Institutionele vooringenomenheid
Of de uitkomst van het onderzoek ook politieke gevolgen heeft voor staatssecretaris van Financiën Menno Snel (D66) is nog onduidelijk. Snel gaf eerder toe dat hij zelf ook aan tunnelvisie leed bij de benadering van het dossier. Uit zowel de oppositie als de coalitiepartijen komen kritische geluiden over de affaire. Pieter Omtzigt van het CDA noemde het donderdag het ‘falen van de rechtsstaat’.
In de CAF 11-zaak werden driehonderd ouders die waren aangesloten bij een kinderopvangbureau uit Eindhoven gedupeerd. In de ogen van Donner zag de Belastingdienst door ‘institutionele vooringenomenheid’ geen verschil meer tussen ‘goeden’ en ‘kwaden’. Daarbij gingen interne signalen dat het mis ging verloren ‘in ambtelijk overleg en collectieve vastberadenheid’.
Integraal overnemen aanbevelingen
De verwachting is dan ook niet dat het bij alleen de CAF 11-zaak blijft. In de commissie zit ook oud-staatssecretaris van Sociale Zaken Jetta Klijnsma (PvdA) die in 2013 en 2014 medeverantwoordelijk was voor toeslagen. Zij zal het onderzoek vervolgen.
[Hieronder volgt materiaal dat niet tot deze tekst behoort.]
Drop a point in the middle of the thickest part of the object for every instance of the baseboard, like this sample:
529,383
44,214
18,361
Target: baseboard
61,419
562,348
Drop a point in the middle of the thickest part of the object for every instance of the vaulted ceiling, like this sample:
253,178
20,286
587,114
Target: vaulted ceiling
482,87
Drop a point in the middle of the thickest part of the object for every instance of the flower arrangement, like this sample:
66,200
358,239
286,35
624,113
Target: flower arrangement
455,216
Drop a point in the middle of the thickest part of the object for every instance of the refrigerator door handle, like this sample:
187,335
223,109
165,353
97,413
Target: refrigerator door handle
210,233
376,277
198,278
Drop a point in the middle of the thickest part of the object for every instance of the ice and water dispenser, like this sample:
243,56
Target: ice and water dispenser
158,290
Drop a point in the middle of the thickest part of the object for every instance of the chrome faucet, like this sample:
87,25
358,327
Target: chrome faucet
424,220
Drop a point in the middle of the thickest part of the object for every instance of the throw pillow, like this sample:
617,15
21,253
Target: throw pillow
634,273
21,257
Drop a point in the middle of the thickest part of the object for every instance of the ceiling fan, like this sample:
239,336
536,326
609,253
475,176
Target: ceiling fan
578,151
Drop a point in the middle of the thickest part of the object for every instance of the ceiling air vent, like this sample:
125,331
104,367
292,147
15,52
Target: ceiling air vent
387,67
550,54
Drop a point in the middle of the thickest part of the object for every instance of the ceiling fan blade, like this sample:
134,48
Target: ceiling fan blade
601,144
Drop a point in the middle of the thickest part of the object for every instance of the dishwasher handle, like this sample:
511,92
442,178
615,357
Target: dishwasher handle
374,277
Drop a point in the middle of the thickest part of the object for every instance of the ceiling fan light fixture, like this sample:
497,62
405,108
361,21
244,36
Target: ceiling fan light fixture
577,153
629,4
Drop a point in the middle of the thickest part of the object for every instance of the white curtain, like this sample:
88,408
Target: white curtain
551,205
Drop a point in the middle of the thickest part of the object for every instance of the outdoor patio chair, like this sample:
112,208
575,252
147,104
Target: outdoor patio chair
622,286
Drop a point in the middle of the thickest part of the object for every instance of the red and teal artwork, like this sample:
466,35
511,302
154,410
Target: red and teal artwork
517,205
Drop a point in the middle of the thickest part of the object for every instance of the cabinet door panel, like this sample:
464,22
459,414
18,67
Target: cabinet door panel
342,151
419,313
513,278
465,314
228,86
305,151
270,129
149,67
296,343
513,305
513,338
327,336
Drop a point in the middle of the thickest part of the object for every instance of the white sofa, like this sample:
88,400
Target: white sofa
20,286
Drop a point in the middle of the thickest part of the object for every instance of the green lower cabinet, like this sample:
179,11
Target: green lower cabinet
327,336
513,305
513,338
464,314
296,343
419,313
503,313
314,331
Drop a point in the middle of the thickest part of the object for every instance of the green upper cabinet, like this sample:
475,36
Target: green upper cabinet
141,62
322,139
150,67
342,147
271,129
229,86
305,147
Donner benadrukt nu al dat excuus niet voldoende is en dat er over moet worden gegaan tot ‘snelle en ruimhartige’ compensatie. De gedupeerde ouders moeten alsnog de toeslagen die zijn onthouden ontvangen, met daarbovenop een kwart van het totale bedrag. Voor immateriële schade moet een bedrag van €500 worden gerekend voor ieder halfjaar dat verliep tussen het eerste correctiebesluit en het herstel van de rechten. En ook de kosten die zijn gemaakt door de ouders moeten snel worden vergoed. De verwachting is dat Snel de aanbevelingen integraal zal overnemen.
Bulgarenfraude
De negatieve en achterdochtige houding van Toeslagen is volgens Donner en zijn commissie gestart in 2012, toen de ‘Bulgarenfraude’ aan het licht kwam. Dit werkte door in bezwaar- en beroepstrajecten, bij invordering en bij nieuwe aanvragen. Wat uitmondde in een jarenlange nachtmerrieachtige strijd met de dienst Toeslagen en een financiële last die diep ingreep in hun persoonlijke leven.
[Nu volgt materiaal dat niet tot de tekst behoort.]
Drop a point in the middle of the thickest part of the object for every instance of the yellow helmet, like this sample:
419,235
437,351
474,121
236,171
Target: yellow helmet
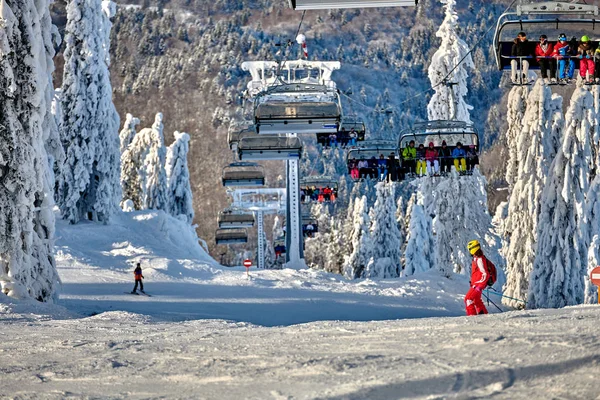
473,246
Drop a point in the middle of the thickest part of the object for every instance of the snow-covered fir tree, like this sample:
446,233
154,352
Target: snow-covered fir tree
178,178
448,102
128,132
385,236
27,266
419,252
557,279
356,262
89,185
517,104
461,215
536,147
143,168
155,173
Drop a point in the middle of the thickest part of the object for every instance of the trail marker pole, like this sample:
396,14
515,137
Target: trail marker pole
247,264
595,278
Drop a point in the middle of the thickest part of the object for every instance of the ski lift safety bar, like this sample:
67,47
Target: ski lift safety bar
302,5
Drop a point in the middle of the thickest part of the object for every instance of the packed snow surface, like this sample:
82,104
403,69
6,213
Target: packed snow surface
212,332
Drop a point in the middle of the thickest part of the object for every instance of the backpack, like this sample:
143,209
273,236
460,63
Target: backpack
492,272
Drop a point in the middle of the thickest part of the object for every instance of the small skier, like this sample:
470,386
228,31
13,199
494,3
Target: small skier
137,273
479,280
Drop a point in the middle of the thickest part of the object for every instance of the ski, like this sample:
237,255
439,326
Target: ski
139,294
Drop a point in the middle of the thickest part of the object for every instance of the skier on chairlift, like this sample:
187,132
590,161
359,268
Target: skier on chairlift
562,52
543,52
521,50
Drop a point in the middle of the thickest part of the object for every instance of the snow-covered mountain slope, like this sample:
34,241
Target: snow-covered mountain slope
95,263
198,336
517,355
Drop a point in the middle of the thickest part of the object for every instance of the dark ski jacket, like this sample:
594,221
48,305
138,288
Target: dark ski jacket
521,49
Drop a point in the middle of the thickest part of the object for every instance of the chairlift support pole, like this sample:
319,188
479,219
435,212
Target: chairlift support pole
294,240
261,240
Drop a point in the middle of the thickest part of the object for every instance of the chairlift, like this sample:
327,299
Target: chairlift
442,131
543,18
343,134
439,131
238,131
231,236
232,219
333,4
297,108
369,152
319,188
269,147
243,174
310,225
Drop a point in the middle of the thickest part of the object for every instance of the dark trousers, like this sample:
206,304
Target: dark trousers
409,166
446,163
547,64
141,285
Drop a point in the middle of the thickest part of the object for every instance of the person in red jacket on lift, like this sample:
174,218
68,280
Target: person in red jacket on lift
479,280
138,279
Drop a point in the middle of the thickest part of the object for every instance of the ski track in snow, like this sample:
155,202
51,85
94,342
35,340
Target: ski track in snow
212,333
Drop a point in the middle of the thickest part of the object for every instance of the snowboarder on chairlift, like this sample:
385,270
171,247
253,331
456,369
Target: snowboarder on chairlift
561,52
521,50
421,164
479,280
137,274
585,53
543,52
446,156
459,154
431,156
409,154
382,167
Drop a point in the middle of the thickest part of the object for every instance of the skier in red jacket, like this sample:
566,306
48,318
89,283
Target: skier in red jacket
137,274
479,280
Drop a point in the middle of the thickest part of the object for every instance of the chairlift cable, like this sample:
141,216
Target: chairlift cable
445,79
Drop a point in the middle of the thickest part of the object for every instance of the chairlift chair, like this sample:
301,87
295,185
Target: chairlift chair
231,236
243,174
543,18
238,131
345,126
370,150
297,108
231,219
332,4
437,132
269,147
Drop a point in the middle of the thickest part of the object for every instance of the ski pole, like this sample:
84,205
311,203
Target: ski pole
492,302
494,291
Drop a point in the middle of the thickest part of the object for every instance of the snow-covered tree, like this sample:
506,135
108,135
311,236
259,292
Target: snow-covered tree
535,148
385,236
448,102
27,266
419,253
178,177
560,264
593,257
356,263
89,185
154,165
517,103
143,173
461,215
128,132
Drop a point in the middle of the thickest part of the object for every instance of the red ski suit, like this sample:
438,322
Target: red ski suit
479,278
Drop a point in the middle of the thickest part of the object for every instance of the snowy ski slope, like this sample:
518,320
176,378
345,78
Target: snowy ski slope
210,332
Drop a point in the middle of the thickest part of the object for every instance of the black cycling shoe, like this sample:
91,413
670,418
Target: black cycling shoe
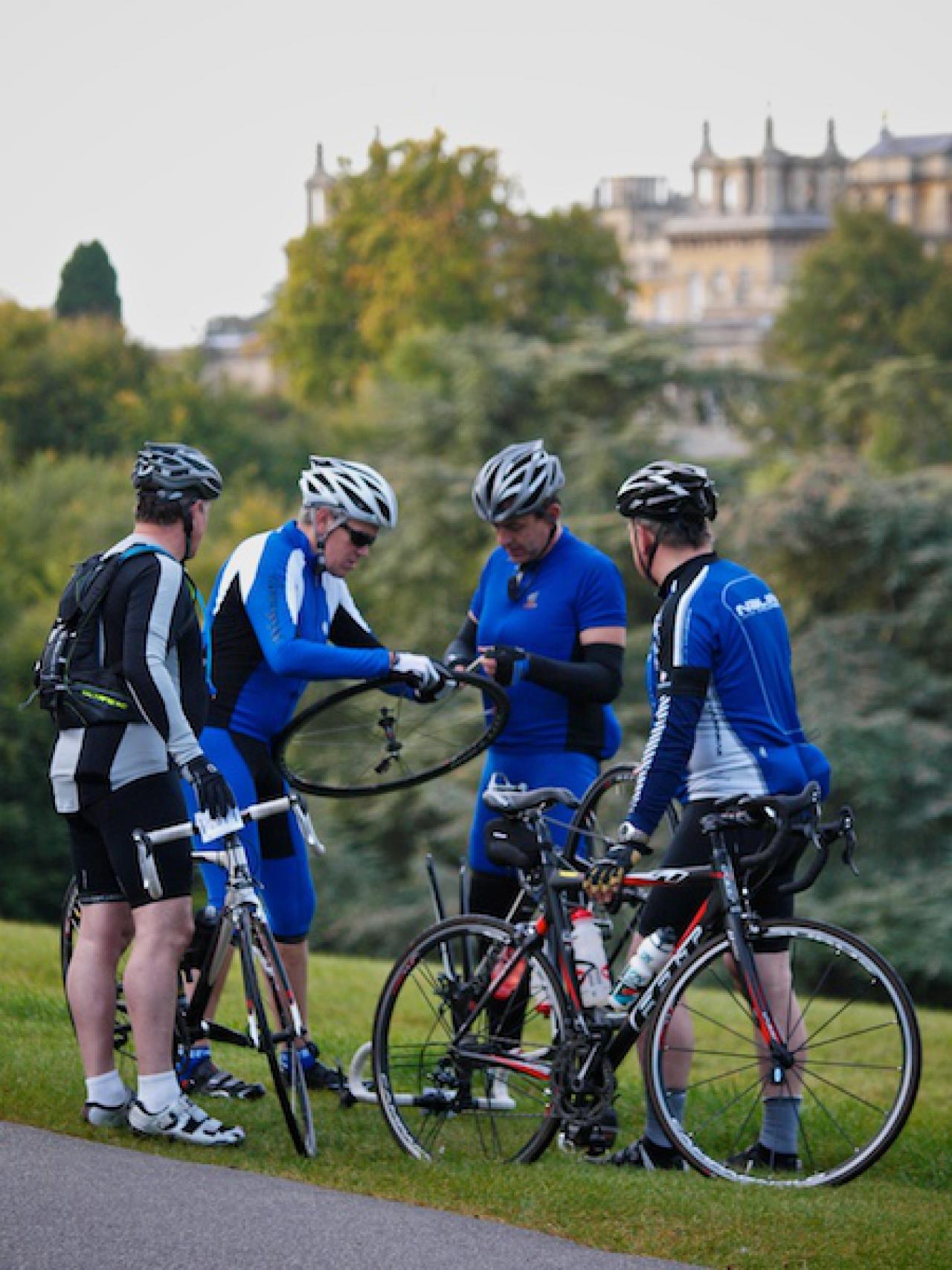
644,1153
763,1157
318,1074
212,1083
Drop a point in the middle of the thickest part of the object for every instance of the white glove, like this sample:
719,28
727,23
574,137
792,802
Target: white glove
416,670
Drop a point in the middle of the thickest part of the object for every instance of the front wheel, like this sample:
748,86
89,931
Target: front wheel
852,1057
260,962
465,1038
370,738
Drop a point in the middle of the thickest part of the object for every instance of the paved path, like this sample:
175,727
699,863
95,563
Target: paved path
68,1205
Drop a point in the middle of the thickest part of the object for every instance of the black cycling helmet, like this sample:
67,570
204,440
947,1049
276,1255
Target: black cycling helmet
519,479
668,492
176,472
Donner is ook oud-vice-president van Raad van State. Hij stelt dat het strenge -‘zero tolerance’-toepassing van de wet niet alleen werd gevoed door het politieke klimaat, maar ook werd bevestigd door de hoogste rechters. Zo stelde de afdeling bestuursrechtspraak van de Raad van State de Belastingdienst vaak in het gelijk.
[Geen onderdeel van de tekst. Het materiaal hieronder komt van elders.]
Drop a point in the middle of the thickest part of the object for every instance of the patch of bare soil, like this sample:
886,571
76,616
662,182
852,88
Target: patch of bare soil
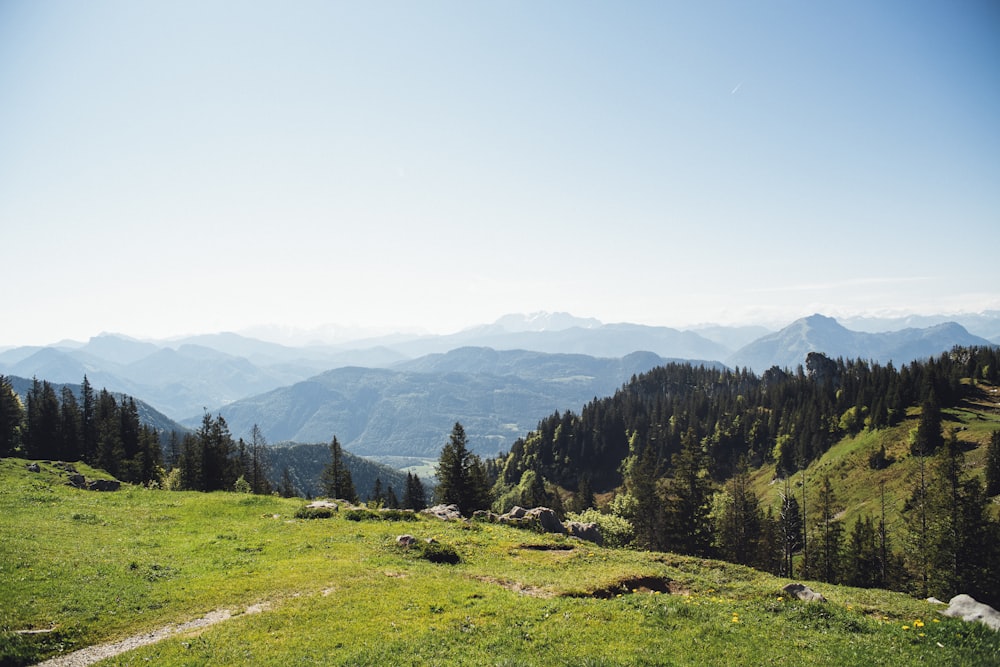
98,652
633,585
518,587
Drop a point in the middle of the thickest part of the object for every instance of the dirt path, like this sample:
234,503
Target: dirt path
91,654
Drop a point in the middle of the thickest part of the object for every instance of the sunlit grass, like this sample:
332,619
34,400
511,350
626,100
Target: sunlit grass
95,567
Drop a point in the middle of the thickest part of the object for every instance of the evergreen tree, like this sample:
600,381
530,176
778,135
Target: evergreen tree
689,500
789,528
461,475
584,499
11,418
993,465
70,426
414,496
828,545
258,470
336,478
959,545
286,489
378,495
88,421
738,522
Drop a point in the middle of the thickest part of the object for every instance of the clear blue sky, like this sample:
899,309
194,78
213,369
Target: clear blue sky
183,167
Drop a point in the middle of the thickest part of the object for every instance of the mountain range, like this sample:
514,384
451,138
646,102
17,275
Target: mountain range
410,409
401,394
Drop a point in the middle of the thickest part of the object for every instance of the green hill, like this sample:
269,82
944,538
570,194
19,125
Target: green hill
80,568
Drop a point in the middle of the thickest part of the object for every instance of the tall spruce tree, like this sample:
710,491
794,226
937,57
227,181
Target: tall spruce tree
11,418
336,478
461,475
689,500
414,496
827,546
993,465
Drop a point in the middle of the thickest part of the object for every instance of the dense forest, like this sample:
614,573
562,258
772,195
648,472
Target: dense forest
106,431
670,456
674,448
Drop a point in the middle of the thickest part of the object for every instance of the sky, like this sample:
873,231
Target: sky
184,167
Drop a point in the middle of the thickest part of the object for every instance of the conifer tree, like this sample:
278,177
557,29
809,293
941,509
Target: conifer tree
336,478
993,465
828,545
461,475
689,500
789,528
414,496
11,418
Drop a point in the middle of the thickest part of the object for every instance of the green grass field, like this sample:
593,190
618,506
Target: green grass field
78,568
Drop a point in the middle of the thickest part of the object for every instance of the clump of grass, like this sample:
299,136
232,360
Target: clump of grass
379,515
314,513
437,552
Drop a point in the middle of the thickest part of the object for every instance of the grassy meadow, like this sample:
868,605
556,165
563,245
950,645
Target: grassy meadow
78,568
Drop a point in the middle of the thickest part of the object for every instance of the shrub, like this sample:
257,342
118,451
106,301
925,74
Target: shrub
616,531
314,513
436,552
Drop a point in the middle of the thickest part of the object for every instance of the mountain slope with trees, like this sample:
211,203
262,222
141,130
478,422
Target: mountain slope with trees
686,451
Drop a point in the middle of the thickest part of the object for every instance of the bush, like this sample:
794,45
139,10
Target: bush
436,552
616,531
379,515
314,513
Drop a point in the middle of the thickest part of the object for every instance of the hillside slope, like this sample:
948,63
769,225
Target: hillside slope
80,568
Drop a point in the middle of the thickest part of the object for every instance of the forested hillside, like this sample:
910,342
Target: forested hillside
675,451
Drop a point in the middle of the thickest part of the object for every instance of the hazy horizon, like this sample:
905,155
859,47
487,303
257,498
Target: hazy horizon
174,168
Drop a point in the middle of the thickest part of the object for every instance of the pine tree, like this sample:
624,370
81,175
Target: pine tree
11,418
414,496
287,489
789,528
738,525
461,475
993,465
828,545
689,500
336,478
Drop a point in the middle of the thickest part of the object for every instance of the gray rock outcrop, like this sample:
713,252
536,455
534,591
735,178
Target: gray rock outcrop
585,531
967,608
444,512
804,593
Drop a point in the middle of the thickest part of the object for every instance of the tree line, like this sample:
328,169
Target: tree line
674,449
In het nawoord van het rapport schrijft Donner dat de affaire indringend reden tot nadenken geeft. Er is sprake van een beleidsproces -en dynamiek waarin veel te snel het woord ‘fraude’ wordt geplakt op ‘onachtzaamheid, misslagen, onregelmatigheid en soms wellicht oneigenlijk maar niet onrechtmatig gebruik van mogelijkheden’, aldus het FD.